In other words, radical feminism is about the grievances of a particular type of woman -- women who are, in a word, anti-social.
This explains the implacable nature of radical feminism. No concession or compromise can ever satisfy them. As soon as they are granted one of their demands, they will instantly find some new grievance and issue another demand. Feminists are predisposed to political aggression, since the hunt for grievances and the making of demands is their movement's raison d'etre.
If the Feminist Majority were to issue a final and complete list of its demands, and if all those demands were granted, the Feminist Majority would not disband. They wouldn't say, "Oh, well, our work is done now.
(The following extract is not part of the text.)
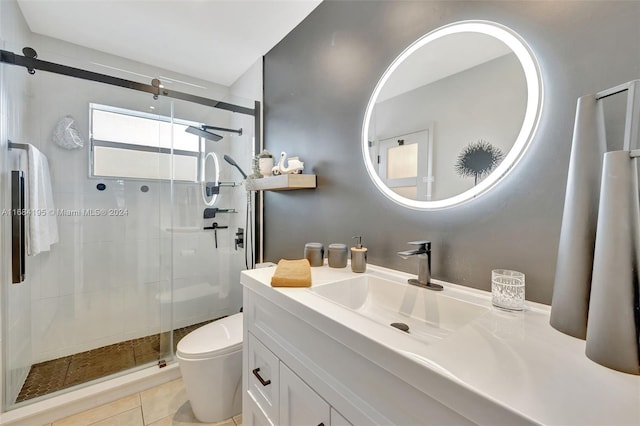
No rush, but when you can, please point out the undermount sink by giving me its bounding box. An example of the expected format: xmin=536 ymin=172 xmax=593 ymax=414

Close the office, cancel next month's fundraising campaign, issue severance pay to the staff, donate whatever's left in our bank account to the Red Cross." Not going to happen, is it?
In this sense, then, radical feminism can be said to resemble Hitler's Germany. Give them Austria, and next they'll want the Sudetenland. Give them the Sudetenland, and next they'll start ranting about the Danzig Corridor and issuing ultimata to Poland. As soon as their panzers get finished mopping up in Poland, they begin transferring divisions to their western frontier. Et cetera.
I realize such a comparison will be denounced under Godwin's Law, but the analogy -- about the nature of aggression and the futility of appeasement -- seems inescapable in this instance.
Call me the Winston Churchill of patriarchal oppression: "We shall fight them on the beaches ... we shall fight in the hills ... we shall never surrender!"